Don't get me wrong; I really enjoy meeting the candidates and hearing about their fascinating and innovative work. I enjoy hearing about their enthusiasm for teaching; it inspires me to go back and find ways I can be a better teacher and dean. I enjoy getting to know people through the hiring process. I have good friends and colleagues who I met through this process (on both sides). Without the FRC, we would lose some of the camaraderie that develops within teams as well as between teams and candidates. I am looking forward to what the next two days will bring and excited about the prospect of ending up with some wonderful new colleagues who will help usher in the bright future of legal education.

However--in this time of shrinking budgets and concerns about rising costs--it's time to consider whether the FRC is the best use of our limited resources (for both the schools and the candidates).

But let's hear from you!
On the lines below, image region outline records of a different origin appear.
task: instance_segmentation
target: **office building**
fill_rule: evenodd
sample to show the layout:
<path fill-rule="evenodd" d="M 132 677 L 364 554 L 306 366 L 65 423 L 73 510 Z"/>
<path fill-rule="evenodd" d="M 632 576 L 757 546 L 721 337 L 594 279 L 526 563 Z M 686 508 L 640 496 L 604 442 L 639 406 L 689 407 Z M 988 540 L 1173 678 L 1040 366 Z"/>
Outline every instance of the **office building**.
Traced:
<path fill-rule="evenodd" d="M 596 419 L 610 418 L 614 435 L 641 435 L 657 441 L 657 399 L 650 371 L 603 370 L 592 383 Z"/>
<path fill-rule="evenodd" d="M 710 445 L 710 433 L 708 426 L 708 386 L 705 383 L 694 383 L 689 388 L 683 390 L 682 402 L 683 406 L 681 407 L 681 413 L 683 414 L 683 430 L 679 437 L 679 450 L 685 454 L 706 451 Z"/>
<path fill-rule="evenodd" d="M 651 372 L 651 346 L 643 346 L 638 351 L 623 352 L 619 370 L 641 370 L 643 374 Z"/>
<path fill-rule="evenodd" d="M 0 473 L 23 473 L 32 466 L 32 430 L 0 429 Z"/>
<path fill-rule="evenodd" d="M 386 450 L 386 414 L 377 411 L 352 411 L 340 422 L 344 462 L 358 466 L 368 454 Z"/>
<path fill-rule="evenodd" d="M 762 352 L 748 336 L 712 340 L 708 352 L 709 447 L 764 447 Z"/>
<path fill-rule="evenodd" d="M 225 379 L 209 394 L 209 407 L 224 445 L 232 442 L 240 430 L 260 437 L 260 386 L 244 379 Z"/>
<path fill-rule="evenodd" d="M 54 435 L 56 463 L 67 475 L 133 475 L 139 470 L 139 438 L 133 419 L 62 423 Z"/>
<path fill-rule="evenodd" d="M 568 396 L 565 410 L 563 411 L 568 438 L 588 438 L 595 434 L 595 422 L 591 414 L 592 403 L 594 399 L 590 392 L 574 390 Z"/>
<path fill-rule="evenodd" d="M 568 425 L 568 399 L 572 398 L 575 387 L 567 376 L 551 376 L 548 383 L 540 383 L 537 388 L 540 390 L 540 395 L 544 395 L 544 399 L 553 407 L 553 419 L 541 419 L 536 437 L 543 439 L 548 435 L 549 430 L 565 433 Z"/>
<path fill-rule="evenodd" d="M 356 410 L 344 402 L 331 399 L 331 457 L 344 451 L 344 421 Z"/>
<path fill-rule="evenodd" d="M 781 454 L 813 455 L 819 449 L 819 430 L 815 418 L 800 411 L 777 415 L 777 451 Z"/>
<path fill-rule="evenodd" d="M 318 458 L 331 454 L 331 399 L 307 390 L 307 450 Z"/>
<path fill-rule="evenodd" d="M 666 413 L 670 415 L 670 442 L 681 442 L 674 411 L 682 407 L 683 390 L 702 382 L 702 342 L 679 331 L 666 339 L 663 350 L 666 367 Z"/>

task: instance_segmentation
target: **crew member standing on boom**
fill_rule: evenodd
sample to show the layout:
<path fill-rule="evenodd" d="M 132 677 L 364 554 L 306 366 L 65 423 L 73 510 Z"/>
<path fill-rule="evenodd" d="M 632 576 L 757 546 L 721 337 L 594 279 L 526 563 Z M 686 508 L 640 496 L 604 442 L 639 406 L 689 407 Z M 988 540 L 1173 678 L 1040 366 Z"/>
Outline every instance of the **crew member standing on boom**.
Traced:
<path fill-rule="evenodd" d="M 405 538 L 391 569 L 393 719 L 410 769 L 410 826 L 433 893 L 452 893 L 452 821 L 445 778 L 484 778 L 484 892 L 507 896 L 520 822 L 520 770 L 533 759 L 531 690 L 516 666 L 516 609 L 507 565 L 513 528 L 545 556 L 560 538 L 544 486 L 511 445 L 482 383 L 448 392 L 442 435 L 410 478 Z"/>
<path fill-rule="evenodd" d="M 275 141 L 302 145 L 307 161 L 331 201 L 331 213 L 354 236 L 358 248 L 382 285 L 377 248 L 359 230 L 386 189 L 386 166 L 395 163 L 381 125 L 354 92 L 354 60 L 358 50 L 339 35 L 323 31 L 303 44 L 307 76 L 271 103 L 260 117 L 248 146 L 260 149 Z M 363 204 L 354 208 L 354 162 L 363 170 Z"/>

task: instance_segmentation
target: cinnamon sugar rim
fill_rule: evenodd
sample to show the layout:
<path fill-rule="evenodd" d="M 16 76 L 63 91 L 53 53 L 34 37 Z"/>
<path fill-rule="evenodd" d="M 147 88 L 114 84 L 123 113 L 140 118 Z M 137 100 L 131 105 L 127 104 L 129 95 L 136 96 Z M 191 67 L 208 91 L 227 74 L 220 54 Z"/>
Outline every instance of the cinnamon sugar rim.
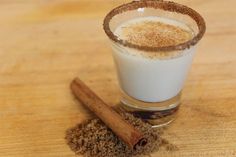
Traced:
<path fill-rule="evenodd" d="M 191 40 L 188 40 L 184 43 L 172 46 L 162 46 L 162 47 L 150 47 L 150 46 L 141 46 L 130 43 L 126 40 L 120 39 L 116 36 L 110 29 L 109 23 L 111 19 L 118 14 L 121 14 L 126 11 L 136 10 L 138 8 L 154 8 L 154 9 L 162 9 L 165 11 L 181 13 L 184 15 L 190 16 L 198 26 L 198 34 L 195 35 Z M 202 16 L 197 13 L 195 10 L 178 3 L 170 2 L 170 1 L 153 1 L 153 0 L 141 0 L 141 1 L 133 1 L 127 4 L 123 4 L 111 10 L 104 19 L 103 29 L 107 36 L 114 42 L 119 43 L 125 47 L 135 48 L 143 51 L 157 52 L 157 51 L 174 51 L 174 50 L 184 50 L 186 48 L 190 48 L 191 46 L 198 43 L 199 40 L 203 37 L 206 31 L 206 24 Z"/>

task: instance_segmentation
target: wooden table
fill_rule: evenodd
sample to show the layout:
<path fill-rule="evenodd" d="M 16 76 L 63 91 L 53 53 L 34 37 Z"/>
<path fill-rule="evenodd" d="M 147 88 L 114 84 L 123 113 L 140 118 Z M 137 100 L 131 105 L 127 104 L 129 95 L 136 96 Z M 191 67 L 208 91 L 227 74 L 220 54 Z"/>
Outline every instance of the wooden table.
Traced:
<path fill-rule="evenodd" d="M 105 14 L 121 0 L 0 1 L 0 156 L 74 156 L 65 130 L 91 116 L 73 99 L 79 76 L 119 102 Z M 127 2 L 127 1 L 126 1 Z M 236 1 L 178 0 L 199 11 L 207 33 L 165 136 L 180 151 L 153 157 L 236 156 Z"/>

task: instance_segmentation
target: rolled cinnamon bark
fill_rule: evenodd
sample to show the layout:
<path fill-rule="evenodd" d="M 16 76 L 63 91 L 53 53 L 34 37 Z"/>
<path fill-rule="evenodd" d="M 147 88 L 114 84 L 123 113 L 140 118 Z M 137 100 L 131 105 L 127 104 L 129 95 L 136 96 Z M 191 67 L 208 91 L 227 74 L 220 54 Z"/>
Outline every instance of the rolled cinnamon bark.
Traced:
<path fill-rule="evenodd" d="M 147 139 L 143 134 L 128 124 L 122 117 L 99 98 L 79 78 L 71 83 L 71 90 L 75 97 L 98 116 L 118 137 L 120 137 L 130 148 L 144 146 Z"/>

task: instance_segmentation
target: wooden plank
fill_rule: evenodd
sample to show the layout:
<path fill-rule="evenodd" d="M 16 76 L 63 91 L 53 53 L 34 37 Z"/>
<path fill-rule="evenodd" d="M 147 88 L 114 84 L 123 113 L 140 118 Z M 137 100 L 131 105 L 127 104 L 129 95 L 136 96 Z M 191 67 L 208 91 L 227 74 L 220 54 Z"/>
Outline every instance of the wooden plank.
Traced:
<path fill-rule="evenodd" d="M 119 90 L 105 14 L 124 0 L 0 1 L 0 156 L 74 156 L 65 130 L 91 116 L 70 93 L 79 76 L 108 104 Z M 160 157 L 236 156 L 235 0 L 177 0 L 199 11 L 207 32 Z"/>

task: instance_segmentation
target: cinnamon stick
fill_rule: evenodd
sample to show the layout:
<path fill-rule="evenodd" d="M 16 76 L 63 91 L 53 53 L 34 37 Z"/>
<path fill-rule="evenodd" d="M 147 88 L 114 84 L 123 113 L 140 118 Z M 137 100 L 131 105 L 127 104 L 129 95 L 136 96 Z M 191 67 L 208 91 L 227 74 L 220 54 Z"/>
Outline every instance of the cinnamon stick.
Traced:
<path fill-rule="evenodd" d="M 81 103 L 97 115 L 130 148 L 135 149 L 135 146 L 144 146 L 147 143 L 147 140 L 139 130 L 124 121 L 117 112 L 109 107 L 79 78 L 72 81 L 71 90 Z"/>

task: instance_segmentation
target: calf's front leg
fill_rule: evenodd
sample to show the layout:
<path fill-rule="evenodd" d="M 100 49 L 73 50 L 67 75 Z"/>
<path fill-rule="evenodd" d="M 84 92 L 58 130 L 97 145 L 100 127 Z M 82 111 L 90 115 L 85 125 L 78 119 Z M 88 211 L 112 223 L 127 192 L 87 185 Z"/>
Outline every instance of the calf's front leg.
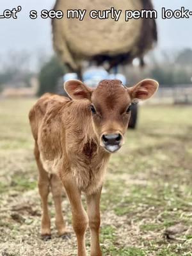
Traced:
<path fill-rule="evenodd" d="M 72 225 L 77 241 L 77 256 L 86 256 L 85 232 L 88 227 L 88 216 L 81 202 L 81 192 L 72 177 L 65 177 L 61 180 L 70 200 Z"/>
<path fill-rule="evenodd" d="M 100 198 L 102 188 L 95 193 L 87 195 L 87 212 L 91 232 L 91 256 L 102 256 L 99 244 Z"/>

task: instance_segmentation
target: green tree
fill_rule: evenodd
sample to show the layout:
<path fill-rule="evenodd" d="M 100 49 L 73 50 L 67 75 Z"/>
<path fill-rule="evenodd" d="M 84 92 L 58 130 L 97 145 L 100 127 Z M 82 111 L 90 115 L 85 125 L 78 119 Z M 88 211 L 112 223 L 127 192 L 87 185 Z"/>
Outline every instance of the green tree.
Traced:
<path fill-rule="evenodd" d="M 46 62 L 39 73 L 39 90 L 38 95 L 45 92 L 56 92 L 58 80 L 64 74 L 64 68 L 56 56 Z"/>

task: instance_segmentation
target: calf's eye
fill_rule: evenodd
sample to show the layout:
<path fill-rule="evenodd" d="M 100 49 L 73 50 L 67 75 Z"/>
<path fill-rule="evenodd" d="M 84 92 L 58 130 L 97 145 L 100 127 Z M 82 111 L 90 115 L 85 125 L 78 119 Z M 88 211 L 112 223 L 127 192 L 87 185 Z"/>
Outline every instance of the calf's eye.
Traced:
<path fill-rule="evenodd" d="M 90 109 L 91 109 L 91 111 L 92 112 L 93 114 L 94 114 L 94 115 L 96 114 L 95 108 L 94 108 L 94 106 L 93 105 L 90 106 Z"/>

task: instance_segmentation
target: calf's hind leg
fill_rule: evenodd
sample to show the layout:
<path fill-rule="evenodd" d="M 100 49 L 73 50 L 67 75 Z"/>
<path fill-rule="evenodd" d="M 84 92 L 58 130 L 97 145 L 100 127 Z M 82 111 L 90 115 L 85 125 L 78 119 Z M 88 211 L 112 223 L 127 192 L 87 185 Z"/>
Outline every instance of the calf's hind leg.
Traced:
<path fill-rule="evenodd" d="M 42 216 L 41 234 L 44 239 L 47 240 L 51 238 L 51 221 L 47 204 L 48 195 L 49 193 L 50 179 L 48 173 L 44 169 L 42 163 L 40 161 L 40 152 L 36 143 L 35 143 L 34 153 L 39 171 L 38 186 L 42 200 Z"/>

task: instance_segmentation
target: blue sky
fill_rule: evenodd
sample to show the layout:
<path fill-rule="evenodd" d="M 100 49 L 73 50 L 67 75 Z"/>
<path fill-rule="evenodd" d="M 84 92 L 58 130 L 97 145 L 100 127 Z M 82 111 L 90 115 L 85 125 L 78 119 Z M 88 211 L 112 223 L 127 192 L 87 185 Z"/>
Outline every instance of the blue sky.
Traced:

While you are relaxing between interviews, send us your comments. What are your thoughts about the conference and the hiring process in general? Candidates, what do you want deans to know about you and about the process? Deans and Faculty, what do you want candidates to know? What do you look for when you hire faculty? For those of you who have been here before, what is your favorite memory from the AALS FRC? Your worst memory? (Mine's the year we had to vacate in the middle of the night for a fire--wasn't that 2001?) Tell us whatever you want to--it is your chance to rant or vent or just retell a funny story (and you can do it anonymously if you want to).

 

http://lawprofessors.typepad.com/law_deans/2013/10/lets-talk-about-law-faculty-hiring.html

| Permalink

Comments

I enjoyed you post on the FRC on your new blog. Having served on a hiring committee for five years (and the last two as chair), I share much of your sentiment.

The main value for the conference for our team is that, since our school values excellence in classroom teaching at least as much as we value scholarly performance, we need a window into a candidate's presentation skills. We get that with full day callbacks, of course, but with 600+ "applicants" and the ability to bring only a few back to campus, we have found that without some kind of personal interaction with candidates we have a tough time identifying those with the kind of classroom presence we value based solely on paper.

An idea pitched on Prawfs a few years back, http://prawfsblawg.blogs.com/prawfsblawg/2011/09/fartube.html, was the collection of (perhaps optional) "video" resumes for candidates in which they answer four or five standard questions (how would you teach? what makes you passionate about your subject? etc). While we have used skype preliminary interviews and ordinary phone preliminary interviews on occasion over the past few years, we haven't quite got to the point where we can conduct an interview that flows as naturally as interviews do in person. And not all candidates are up and running on skype or facetime, so it's hard for us to give everyone an equal shot when we are seeing some people in video and talking to others only by phone.

I think the AALS could help smaller schools overcome the costs and challenges of figuring out how to get that personal perspective on candidates without the expense associated with the traditional model.

Posted by: Anonymous | Oct 18, 2013 5:28:40 AM

Cindy, thank you for posting this. Even the biggest supporters of the FRC have to admit that the conference hotel is an expensive nightmare for teams and candidates. There has to be a better place to host the FRC.

Posted by: Richard Gershon | Oct 18, 2013 10:41:37 AM

Here's an idea. Why don't you hire people who have actually practiced before. Who knows. You might turn out people who know how to be lawyers. Most of my professors from LS never ever practiced law before. How can you teach a subject with no practical knowledge? How can you explain a negligence suit if you have never filed one? Explain civil procedure and motion practice if you have never...ever...been in a court room?

The fraud here is: theoretical knowledge over practical. The real practice of law which most Deans have never done either, is not like it is in text books or law review articles.

Posted by: john | Oct 21, 2013 7:37:43 AM

This makes a lot of sense, Cynthia. My only question would be whether AALS would make the FRC optional. If so, schools might have to address signaling problems. I.e., do they make a less-good appearance by not being there. And if any schools show up in DC, then candidates may feel that they need to come. This might argue for cancelling altogether, as opposed to an optional approach. Not sure how all schools (and candidates) would feel about that, but any partial approach would likely not work.